Validation LevelConfiguration option specifying depth of checking: SYLLABLE or WORD (defined in ValidationLevel enum).
Word ValidationLayer 2 of the validation pipeline that checks words against the dictionary and generates suggestions.
Grammar CheckingLayer 2.5 validation that applies syntactic rules to detect grammatical errors.
Context ValidationLayer 3 of the validation pipeline that uses N-gram probabilities to detect real-word errors.
Semantic ValidationOptional deep validation using neural network models to understand meaning.
TermDefinition
Real-Word ErrorA spelling error where the misspelled word is itself a valid word but wrong in context.

Algorithms

TermDefinition
SymSpellAlgorithm for extremely fast spelling correction using symmetric delete operations.
Edit DistanceThe minimum number of single-character operations (insert, delete, substitute) needed to transform one string into another.
Levenshtein DistanceEdit distance metric measuring single-character insertions, deletions, and substitutions.
Damerau-Levenshtein DistanceEdit distance metric that includes transposition as a single operation. Used for generating spelling suggestions.
TermDefinition
N-gramA contiguous sequence of N items (syllables or words). Used in context validation.
BigramA sequence of two consecutive tokens (syllables or words) used for context analysis.
TrigramA sequence of three consecutive tokens used for context analysis.
Part-of-Speech (POS) TaggingProcess of marking words with their grammatical category (noun, verb, particle, etc.).
Viterbi AlgorithmDynamic programming algorithm used for POS tagging to find the most likely sequence of tags.
TermDefinition
ONNXOpen Neural Network Exchange format used for semantic model deployment.

Data & Infrastructure

TermDefinition
Dictionary ProviderPluggable storage backend for dictionary data.
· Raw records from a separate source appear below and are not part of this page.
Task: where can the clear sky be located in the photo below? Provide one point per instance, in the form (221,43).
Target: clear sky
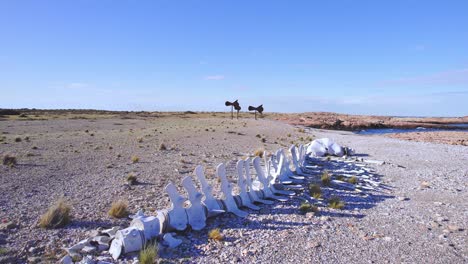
(359,57)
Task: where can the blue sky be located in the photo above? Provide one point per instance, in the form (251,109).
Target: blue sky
(358,57)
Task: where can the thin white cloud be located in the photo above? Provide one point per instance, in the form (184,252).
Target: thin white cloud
(214,77)
(447,77)
(77,85)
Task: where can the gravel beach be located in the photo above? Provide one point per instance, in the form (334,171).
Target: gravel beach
(417,214)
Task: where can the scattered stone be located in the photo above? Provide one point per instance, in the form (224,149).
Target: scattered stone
(66,260)
(7,225)
(34,260)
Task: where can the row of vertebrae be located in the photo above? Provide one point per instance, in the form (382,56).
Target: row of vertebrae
(272,183)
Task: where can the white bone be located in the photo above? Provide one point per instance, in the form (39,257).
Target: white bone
(127,240)
(268,193)
(296,159)
(213,205)
(254,186)
(241,182)
(196,212)
(226,188)
(344,185)
(177,214)
(171,241)
(139,214)
(287,170)
(149,225)
(271,179)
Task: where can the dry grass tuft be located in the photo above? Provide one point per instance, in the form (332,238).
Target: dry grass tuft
(336,203)
(306,207)
(119,209)
(148,254)
(215,234)
(132,179)
(259,152)
(315,191)
(325,178)
(353,180)
(162,147)
(57,216)
(9,160)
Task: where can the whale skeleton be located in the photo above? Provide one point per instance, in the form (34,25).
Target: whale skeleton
(274,181)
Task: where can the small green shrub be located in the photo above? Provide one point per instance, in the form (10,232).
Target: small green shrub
(215,234)
(336,203)
(306,207)
(353,180)
(119,209)
(325,178)
(148,254)
(56,216)
(9,160)
(132,179)
(259,152)
(315,191)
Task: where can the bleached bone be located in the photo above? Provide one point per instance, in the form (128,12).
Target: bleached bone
(254,187)
(378,162)
(139,214)
(226,188)
(127,240)
(344,185)
(171,241)
(295,159)
(213,205)
(267,191)
(242,183)
(177,214)
(287,170)
(272,180)
(150,226)
(196,212)
(282,175)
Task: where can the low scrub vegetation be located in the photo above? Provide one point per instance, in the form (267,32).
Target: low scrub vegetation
(132,179)
(162,147)
(353,180)
(259,152)
(336,203)
(56,216)
(148,254)
(307,207)
(215,234)
(9,160)
(315,191)
(325,178)
(119,209)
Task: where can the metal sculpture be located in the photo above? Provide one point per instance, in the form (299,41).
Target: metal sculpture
(234,105)
(257,109)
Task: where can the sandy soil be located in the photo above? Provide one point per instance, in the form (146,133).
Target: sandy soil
(446,137)
(418,215)
(326,120)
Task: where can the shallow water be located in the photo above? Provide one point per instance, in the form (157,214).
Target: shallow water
(373,131)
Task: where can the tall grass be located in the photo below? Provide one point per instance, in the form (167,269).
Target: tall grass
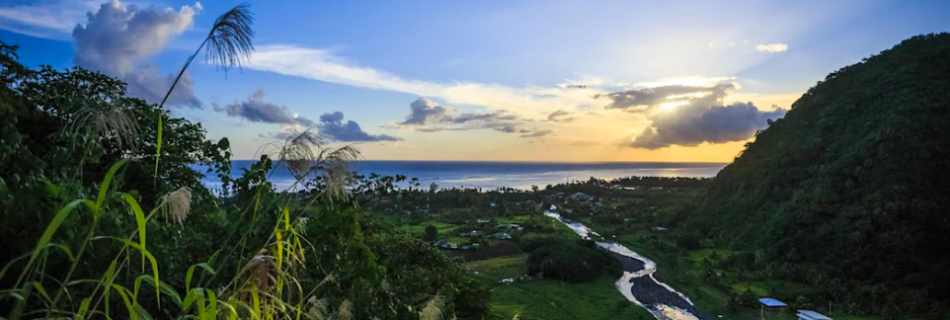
(268,285)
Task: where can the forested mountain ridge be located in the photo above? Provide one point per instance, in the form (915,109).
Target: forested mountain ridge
(850,191)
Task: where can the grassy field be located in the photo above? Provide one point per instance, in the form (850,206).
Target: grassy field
(444,228)
(549,299)
(683,271)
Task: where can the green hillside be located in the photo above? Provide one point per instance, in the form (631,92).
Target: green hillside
(850,191)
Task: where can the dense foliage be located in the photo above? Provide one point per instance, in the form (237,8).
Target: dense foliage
(79,192)
(568,260)
(848,193)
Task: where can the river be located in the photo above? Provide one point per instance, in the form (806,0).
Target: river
(639,282)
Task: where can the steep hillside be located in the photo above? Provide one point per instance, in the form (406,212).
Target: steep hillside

Implementations include SQLite, Memory, JSON.
FrequencyThe count of how often a word or syllable appears in a corpus.
SegmentationProcess of breaking text into meaningful units (syllables or words).
TermDefinition
CythonA programming language that makes writing C extensions for Python easy. Used in mySpellChecker for performance-critical paths.
OpenMPAPI for parallel programming. Used in Cython extensions for batch processing.